The geography of crime and crime control

Scientific interest in the geography of crime is not new. The large variation in crime across space and time is one of the oldest puzzles in the social sciences (Glaeser, Sacerdote, & Scheinkman, 1996). In fact, the study of crime started with questions about its geography. Already in the 19th century, Guerry (1833) and Quetelet (1842) published maps of personal and property crime in France, while Mayhew (1862) mapped London's rookeries, a colloquial term used for slum areas. During the first decades of the 20th century, scholars of the Chicago School of Sociology developed an ecological model of urban geography, including the concentric zone model (Park, Burgess, McKenzie, & Wirth, 1925) and an application to juvenile delinquency (Shaw&McKay,1942), that remained a theoretical and empirical blueprint for many decades. During the 1980s, after a long period of relatively modest progress, the advent of opportunity-based crime theories, the digitalization of law enforcement data and crime records, and the availability of computerized geographic information systems (Chainey & Ratcliffe, 2005; Weisburd & McEwen, 1998) gave a new impetus to the geography of crime.
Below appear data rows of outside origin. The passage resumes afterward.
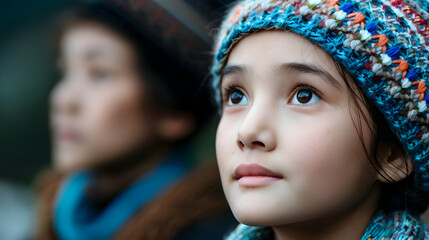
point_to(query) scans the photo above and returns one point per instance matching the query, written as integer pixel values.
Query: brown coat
(197, 197)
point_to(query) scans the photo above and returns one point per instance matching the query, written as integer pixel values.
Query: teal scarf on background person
(399, 225)
(75, 218)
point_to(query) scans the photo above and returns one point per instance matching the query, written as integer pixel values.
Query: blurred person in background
(123, 118)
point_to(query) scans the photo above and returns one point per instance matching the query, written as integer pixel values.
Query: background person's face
(99, 109)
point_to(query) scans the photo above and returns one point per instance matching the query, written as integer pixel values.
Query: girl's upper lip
(253, 169)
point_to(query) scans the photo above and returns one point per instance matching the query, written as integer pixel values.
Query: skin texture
(327, 187)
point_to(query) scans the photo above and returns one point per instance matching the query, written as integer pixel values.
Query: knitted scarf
(76, 218)
(395, 226)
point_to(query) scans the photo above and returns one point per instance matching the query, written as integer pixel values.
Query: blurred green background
(27, 73)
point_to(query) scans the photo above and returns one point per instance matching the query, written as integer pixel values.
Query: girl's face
(287, 144)
(100, 109)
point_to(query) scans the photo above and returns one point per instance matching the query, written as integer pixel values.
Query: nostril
(258, 143)
(240, 144)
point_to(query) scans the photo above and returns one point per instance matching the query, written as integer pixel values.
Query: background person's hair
(175, 84)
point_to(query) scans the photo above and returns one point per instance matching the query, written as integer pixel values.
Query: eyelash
(307, 87)
(228, 89)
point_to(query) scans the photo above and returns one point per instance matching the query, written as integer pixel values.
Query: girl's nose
(257, 131)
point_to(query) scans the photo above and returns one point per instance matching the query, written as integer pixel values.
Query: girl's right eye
(237, 97)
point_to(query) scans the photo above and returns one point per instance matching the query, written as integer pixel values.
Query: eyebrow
(233, 69)
(308, 68)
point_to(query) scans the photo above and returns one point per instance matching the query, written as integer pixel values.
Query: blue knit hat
(383, 44)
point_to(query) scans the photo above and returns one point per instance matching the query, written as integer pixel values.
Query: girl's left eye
(304, 96)
(237, 97)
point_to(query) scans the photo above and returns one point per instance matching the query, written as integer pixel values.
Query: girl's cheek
(328, 156)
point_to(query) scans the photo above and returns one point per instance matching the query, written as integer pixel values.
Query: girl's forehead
(268, 50)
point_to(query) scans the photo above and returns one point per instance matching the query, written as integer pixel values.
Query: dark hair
(399, 195)
(174, 84)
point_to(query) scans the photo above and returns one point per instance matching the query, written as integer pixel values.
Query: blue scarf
(394, 226)
(75, 218)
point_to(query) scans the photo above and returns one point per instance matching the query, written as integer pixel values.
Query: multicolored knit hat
(383, 44)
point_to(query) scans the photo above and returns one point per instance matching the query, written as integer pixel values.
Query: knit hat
(383, 44)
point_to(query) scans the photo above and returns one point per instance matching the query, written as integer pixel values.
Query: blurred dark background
(28, 73)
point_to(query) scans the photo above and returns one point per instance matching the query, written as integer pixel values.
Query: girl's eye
(304, 96)
(237, 97)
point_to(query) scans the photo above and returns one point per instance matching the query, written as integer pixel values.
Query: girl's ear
(175, 126)
(395, 164)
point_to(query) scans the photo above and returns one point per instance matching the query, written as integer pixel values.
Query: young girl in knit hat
(324, 128)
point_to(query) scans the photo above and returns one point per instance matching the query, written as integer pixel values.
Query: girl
(123, 115)
(324, 130)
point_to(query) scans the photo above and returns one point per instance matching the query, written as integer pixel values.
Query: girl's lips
(254, 175)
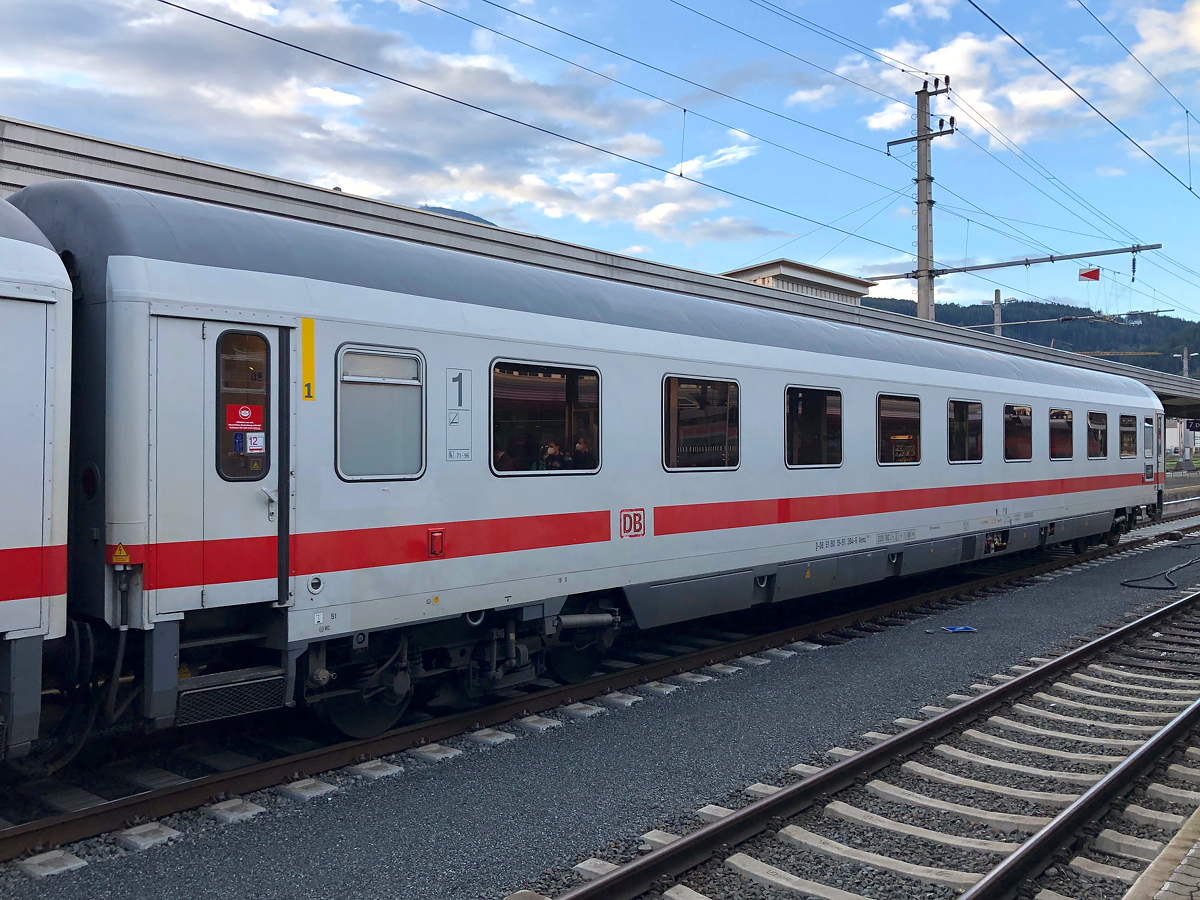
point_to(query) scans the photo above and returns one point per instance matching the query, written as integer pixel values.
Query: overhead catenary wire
(1081, 97)
(514, 120)
(552, 133)
(789, 53)
(651, 66)
(993, 131)
(671, 103)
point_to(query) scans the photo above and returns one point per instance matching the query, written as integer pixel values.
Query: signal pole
(925, 193)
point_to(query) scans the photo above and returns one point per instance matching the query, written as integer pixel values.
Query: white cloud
(334, 99)
(811, 95)
(163, 79)
(929, 9)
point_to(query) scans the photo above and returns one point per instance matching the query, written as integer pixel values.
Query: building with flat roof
(805, 280)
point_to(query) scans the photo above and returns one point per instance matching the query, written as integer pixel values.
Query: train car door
(220, 521)
(23, 472)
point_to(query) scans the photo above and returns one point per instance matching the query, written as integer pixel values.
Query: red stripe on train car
(370, 547)
(743, 514)
(184, 564)
(221, 562)
(33, 571)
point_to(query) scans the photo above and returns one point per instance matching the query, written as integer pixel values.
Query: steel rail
(1037, 851)
(636, 877)
(82, 825)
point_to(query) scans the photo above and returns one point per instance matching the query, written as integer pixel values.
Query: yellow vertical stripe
(307, 361)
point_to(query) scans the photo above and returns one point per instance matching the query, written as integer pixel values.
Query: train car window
(1018, 433)
(1062, 436)
(381, 415)
(964, 430)
(814, 427)
(1097, 436)
(244, 413)
(700, 424)
(545, 419)
(1128, 432)
(899, 430)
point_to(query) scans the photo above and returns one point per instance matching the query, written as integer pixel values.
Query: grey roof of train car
(16, 226)
(99, 221)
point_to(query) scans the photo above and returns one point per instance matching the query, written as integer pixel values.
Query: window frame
(983, 431)
(879, 435)
(663, 423)
(424, 376)
(1050, 455)
(1137, 427)
(268, 407)
(1003, 414)
(491, 418)
(841, 443)
(1087, 427)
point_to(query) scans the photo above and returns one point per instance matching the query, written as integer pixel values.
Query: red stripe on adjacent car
(370, 547)
(33, 571)
(745, 514)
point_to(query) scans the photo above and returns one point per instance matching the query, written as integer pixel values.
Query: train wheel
(358, 715)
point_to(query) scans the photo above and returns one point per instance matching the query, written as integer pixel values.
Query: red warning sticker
(244, 417)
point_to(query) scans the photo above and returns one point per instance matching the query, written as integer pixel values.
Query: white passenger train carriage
(336, 468)
(35, 391)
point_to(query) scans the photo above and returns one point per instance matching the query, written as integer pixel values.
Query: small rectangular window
(700, 424)
(1018, 432)
(545, 419)
(814, 427)
(244, 409)
(1128, 431)
(1097, 436)
(1062, 436)
(965, 430)
(899, 430)
(381, 418)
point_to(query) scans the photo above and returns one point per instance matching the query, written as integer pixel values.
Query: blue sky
(801, 129)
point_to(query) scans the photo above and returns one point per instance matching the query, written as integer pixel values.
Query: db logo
(633, 523)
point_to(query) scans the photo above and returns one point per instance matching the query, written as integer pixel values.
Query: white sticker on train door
(457, 414)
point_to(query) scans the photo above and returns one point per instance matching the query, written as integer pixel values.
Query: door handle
(273, 498)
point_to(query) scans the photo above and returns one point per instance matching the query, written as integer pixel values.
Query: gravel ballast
(496, 820)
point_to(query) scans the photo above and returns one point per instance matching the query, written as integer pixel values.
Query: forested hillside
(1163, 335)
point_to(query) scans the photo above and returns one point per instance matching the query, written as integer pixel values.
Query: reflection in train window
(1128, 432)
(899, 432)
(964, 430)
(700, 424)
(1062, 436)
(545, 419)
(814, 427)
(1018, 433)
(1097, 436)
(244, 407)
(381, 418)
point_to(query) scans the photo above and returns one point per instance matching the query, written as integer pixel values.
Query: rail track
(190, 781)
(1011, 792)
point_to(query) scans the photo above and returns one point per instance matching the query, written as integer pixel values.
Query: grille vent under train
(227, 694)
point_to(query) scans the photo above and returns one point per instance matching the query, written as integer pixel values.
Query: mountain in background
(1159, 335)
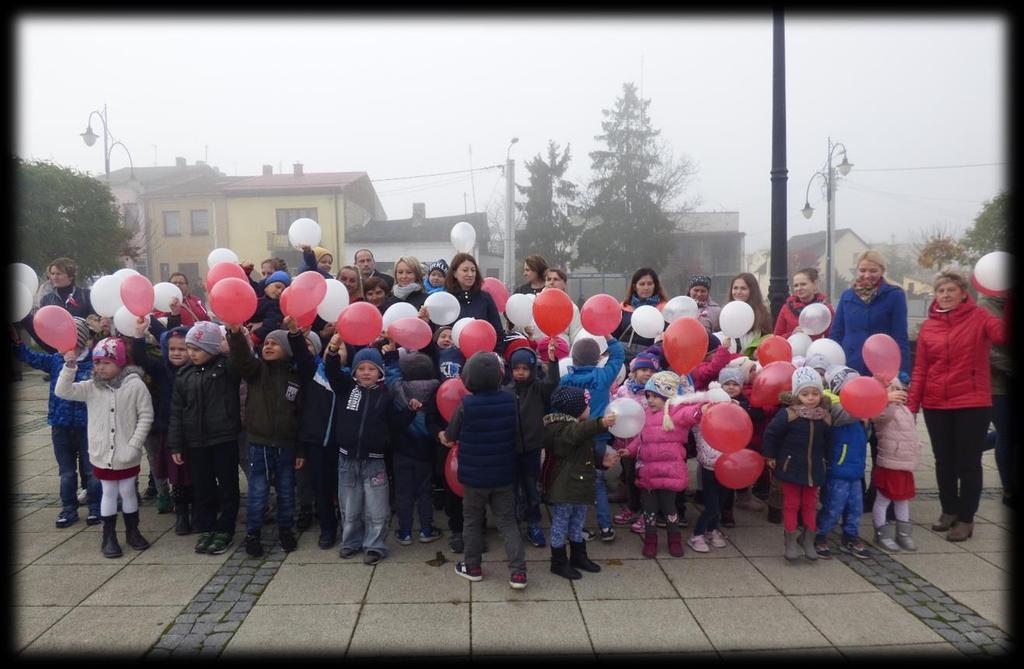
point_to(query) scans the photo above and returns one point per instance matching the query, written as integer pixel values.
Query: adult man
(368, 267)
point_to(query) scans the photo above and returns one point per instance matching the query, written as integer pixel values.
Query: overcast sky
(409, 96)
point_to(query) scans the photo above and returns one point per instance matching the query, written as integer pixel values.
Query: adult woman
(465, 283)
(871, 305)
(951, 383)
(535, 268)
(805, 291)
(645, 289)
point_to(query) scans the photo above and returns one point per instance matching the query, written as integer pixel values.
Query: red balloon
(552, 311)
(685, 342)
(476, 336)
(773, 349)
(450, 395)
(359, 324)
(498, 292)
(882, 356)
(863, 398)
(774, 378)
(452, 470)
(601, 315)
(223, 270)
(727, 427)
(738, 469)
(232, 299)
(411, 332)
(55, 326)
(136, 294)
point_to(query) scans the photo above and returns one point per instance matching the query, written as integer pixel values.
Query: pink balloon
(232, 299)
(137, 295)
(498, 292)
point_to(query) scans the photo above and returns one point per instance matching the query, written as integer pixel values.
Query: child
(366, 414)
(659, 450)
(120, 417)
(484, 425)
(796, 437)
(203, 431)
(568, 482)
(847, 450)
(586, 374)
(271, 424)
(899, 449)
(69, 421)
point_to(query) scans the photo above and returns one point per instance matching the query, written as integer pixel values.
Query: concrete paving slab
(653, 625)
(411, 582)
(754, 623)
(154, 585)
(438, 629)
(806, 577)
(717, 578)
(511, 627)
(51, 585)
(104, 631)
(863, 619)
(295, 630)
(342, 582)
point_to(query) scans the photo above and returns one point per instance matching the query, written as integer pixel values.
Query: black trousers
(957, 441)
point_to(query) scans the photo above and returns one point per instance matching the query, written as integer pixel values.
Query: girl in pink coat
(659, 451)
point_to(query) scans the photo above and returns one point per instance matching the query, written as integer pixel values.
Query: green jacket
(568, 445)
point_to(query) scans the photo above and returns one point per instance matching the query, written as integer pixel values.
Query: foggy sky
(410, 95)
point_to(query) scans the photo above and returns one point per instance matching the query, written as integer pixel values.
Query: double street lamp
(828, 175)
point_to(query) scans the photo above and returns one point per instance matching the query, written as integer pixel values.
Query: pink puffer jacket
(899, 445)
(662, 455)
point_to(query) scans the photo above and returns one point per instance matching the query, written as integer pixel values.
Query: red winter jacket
(950, 369)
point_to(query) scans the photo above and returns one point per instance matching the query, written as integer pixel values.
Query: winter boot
(904, 535)
(132, 535)
(579, 558)
(792, 547)
(560, 565)
(111, 547)
(885, 538)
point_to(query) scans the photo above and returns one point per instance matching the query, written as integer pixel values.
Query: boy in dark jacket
(569, 481)
(203, 430)
(271, 424)
(484, 424)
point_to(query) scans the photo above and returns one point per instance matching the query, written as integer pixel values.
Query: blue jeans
(71, 448)
(263, 460)
(363, 496)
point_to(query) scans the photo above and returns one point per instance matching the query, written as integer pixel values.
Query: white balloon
(993, 270)
(442, 307)
(334, 302)
(679, 306)
(24, 274)
(398, 310)
(799, 342)
(20, 303)
(647, 322)
(463, 237)
(815, 319)
(163, 293)
(736, 319)
(303, 232)
(105, 295)
(830, 349)
(220, 255)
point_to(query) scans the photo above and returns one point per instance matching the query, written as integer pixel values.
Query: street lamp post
(829, 178)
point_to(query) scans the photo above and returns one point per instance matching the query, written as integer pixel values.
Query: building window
(287, 216)
(200, 221)
(172, 223)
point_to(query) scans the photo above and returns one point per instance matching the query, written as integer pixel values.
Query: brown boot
(961, 532)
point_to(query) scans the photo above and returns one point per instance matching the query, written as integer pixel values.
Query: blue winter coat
(855, 322)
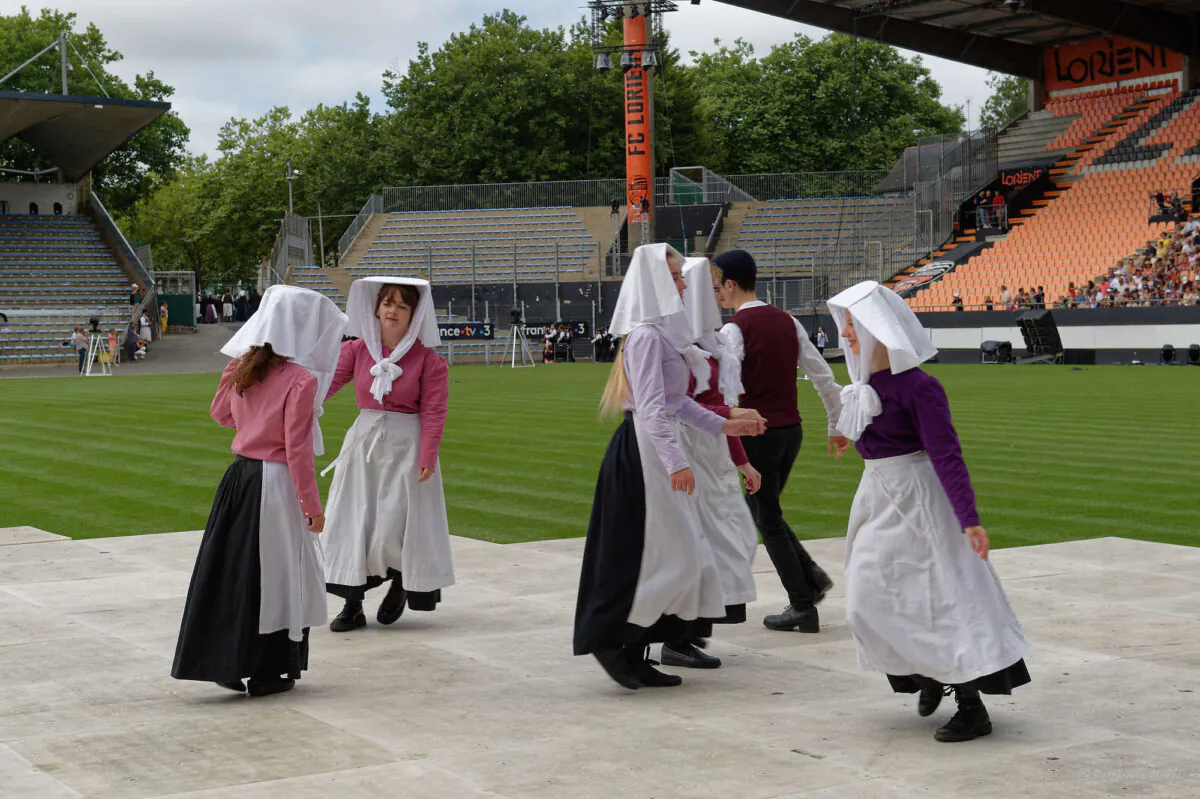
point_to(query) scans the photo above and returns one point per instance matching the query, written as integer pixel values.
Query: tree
(148, 158)
(833, 104)
(1009, 98)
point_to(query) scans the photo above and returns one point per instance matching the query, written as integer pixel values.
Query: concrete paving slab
(10, 535)
(484, 698)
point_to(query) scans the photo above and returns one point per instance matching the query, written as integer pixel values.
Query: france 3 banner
(535, 330)
(467, 331)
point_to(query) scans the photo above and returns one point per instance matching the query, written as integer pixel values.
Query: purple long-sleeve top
(917, 416)
(658, 385)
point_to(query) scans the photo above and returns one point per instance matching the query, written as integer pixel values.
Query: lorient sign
(1019, 178)
(1107, 60)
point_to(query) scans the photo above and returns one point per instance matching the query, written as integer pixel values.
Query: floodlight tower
(641, 52)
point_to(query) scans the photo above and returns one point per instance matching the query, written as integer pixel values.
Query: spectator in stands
(79, 341)
(547, 344)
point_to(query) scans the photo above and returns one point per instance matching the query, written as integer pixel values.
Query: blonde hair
(616, 390)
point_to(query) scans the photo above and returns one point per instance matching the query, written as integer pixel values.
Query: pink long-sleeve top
(713, 400)
(423, 389)
(658, 386)
(274, 422)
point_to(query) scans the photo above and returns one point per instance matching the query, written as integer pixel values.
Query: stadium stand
(55, 272)
(414, 242)
(791, 238)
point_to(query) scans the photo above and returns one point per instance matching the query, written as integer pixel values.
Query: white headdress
(705, 317)
(303, 326)
(365, 325)
(648, 296)
(881, 317)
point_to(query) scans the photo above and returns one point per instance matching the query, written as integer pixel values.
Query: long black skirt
(612, 558)
(219, 638)
(1002, 682)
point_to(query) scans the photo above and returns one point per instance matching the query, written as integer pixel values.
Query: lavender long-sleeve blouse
(658, 382)
(917, 416)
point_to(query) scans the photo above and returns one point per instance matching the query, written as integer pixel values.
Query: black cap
(737, 265)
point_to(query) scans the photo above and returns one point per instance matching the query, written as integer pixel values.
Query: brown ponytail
(255, 366)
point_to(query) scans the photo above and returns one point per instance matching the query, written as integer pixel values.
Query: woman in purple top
(648, 572)
(923, 602)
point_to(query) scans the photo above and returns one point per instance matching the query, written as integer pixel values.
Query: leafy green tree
(1008, 100)
(150, 157)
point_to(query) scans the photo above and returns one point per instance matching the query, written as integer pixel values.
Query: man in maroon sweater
(771, 344)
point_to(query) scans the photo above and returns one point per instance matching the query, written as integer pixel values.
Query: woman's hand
(754, 480)
(683, 480)
(838, 446)
(978, 538)
(745, 413)
(739, 427)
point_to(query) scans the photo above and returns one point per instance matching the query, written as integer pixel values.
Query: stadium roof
(75, 133)
(1001, 35)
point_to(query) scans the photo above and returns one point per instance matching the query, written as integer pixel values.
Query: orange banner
(639, 125)
(1107, 60)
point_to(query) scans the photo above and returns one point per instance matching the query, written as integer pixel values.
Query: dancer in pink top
(387, 510)
(257, 586)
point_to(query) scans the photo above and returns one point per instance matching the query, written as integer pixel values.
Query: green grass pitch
(1055, 454)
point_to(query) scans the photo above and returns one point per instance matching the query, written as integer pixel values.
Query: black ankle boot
(970, 722)
(351, 618)
(688, 655)
(931, 692)
(393, 605)
(792, 618)
(643, 670)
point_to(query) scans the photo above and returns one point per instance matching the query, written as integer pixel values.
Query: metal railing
(373, 205)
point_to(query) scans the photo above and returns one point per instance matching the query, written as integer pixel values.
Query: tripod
(519, 347)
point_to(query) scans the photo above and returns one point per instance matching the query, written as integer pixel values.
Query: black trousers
(773, 455)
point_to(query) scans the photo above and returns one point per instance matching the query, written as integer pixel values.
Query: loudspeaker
(1041, 332)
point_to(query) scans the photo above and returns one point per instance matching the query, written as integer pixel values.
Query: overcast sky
(239, 58)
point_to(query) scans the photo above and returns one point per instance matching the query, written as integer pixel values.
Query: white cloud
(239, 58)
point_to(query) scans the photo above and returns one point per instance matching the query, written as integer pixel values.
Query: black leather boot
(688, 655)
(351, 618)
(970, 722)
(803, 620)
(393, 605)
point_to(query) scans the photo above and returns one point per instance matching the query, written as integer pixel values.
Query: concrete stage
(483, 698)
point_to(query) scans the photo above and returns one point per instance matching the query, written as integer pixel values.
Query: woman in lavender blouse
(648, 574)
(923, 602)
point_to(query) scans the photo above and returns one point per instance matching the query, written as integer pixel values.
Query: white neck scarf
(365, 324)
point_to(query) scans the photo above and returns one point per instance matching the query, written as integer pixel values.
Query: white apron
(724, 515)
(292, 584)
(379, 517)
(678, 574)
(918, 599)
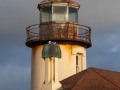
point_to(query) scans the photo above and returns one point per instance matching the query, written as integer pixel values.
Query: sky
(103, 16)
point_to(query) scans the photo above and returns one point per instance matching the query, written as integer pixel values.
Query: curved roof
(93, 79)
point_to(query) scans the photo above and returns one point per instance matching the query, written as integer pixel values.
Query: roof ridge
(104, 77)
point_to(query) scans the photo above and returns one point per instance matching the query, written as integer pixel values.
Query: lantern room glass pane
(46, 14)
(73, 15)
(60, 13)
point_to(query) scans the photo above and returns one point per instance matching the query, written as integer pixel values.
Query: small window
(46, 14)
(79, 62)
(73, 15)
(60, 13)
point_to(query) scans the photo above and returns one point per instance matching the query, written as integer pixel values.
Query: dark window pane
(73, 15)
(59, 13)
(46, 14)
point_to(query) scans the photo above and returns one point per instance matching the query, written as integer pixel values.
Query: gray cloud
(15, 15)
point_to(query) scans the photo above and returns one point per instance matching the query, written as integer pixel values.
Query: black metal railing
(58, 31)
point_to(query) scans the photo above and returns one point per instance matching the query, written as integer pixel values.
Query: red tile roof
(93, 79)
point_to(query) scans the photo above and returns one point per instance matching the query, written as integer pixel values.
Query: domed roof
(51, 50)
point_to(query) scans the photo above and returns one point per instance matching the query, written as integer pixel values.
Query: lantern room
(58, 12)
(59, 23)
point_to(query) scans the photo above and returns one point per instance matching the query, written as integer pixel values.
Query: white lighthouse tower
(58, 44)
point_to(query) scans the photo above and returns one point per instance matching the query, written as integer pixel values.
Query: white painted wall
(66, 64)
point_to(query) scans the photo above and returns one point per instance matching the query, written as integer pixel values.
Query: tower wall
(66, 64)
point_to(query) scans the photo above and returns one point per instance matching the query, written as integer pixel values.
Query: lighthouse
(58, 44)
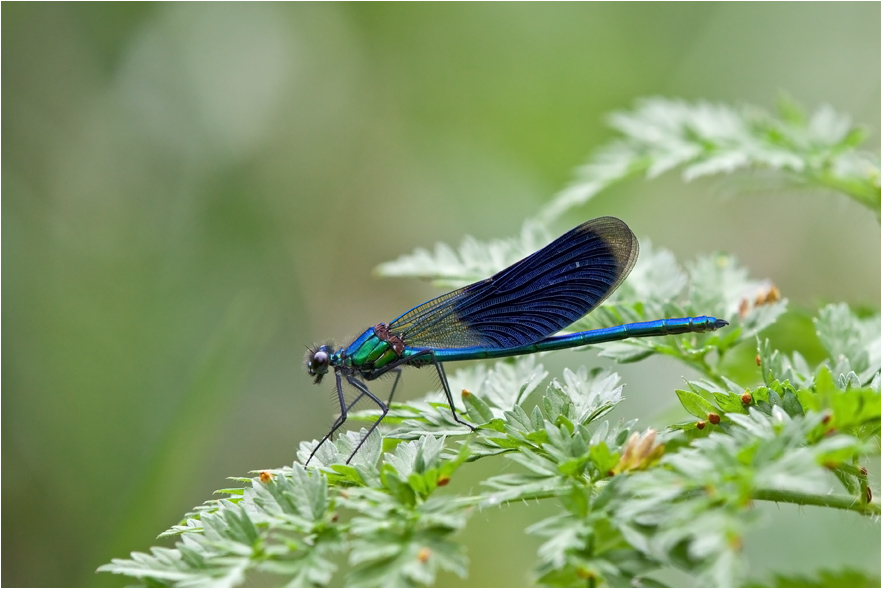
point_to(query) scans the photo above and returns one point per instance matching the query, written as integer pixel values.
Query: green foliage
(632, 501)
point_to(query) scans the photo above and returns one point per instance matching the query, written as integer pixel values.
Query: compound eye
(318, 363)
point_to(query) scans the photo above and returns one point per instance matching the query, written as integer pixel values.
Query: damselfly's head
(318, 360)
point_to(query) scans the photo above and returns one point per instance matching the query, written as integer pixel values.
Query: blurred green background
(194, 192)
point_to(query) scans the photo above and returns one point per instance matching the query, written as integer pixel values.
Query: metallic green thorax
(374, 349)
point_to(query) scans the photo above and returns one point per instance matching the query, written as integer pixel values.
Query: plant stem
(846, 502)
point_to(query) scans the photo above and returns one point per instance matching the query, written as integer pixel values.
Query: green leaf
(695, 404)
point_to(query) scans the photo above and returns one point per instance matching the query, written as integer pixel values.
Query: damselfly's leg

Today, crime is regularly and increasingly covered in research articles appearing in Applied Geography (e.g., Barnum, Caplan, Kennedy, & Piza, 2017; Sadler, Pizarro, Turchan, Gasteyer, & McGarrell, 2017; Summers & Caballero, 2017) and in other geography journals as well. While the possibilities and versatility of geospatial analyses of crime have convincingly been demonstrated to criminologists and geographers alike, recent technological advancements call for a reappraisal of established insights in the role of place in crime. Consider, for example, the prospects offered by the availability of online mapping and navigation applications for the study of crime and place (Vandeviver, 2014). Similarly, the proliferation of smartphones (Hoeben, Bernasco, Weerman, Pauwels, & van Halem, 2014) and the adoption of locationtracking technologies (Versichele, Neutens, Delafontaine, & Van deWeghe, 2012) offer new possibilities to study offenders' and victims' spatial behavior. Many of these developments are addressed in the contributions to this special issue of Applied Geography.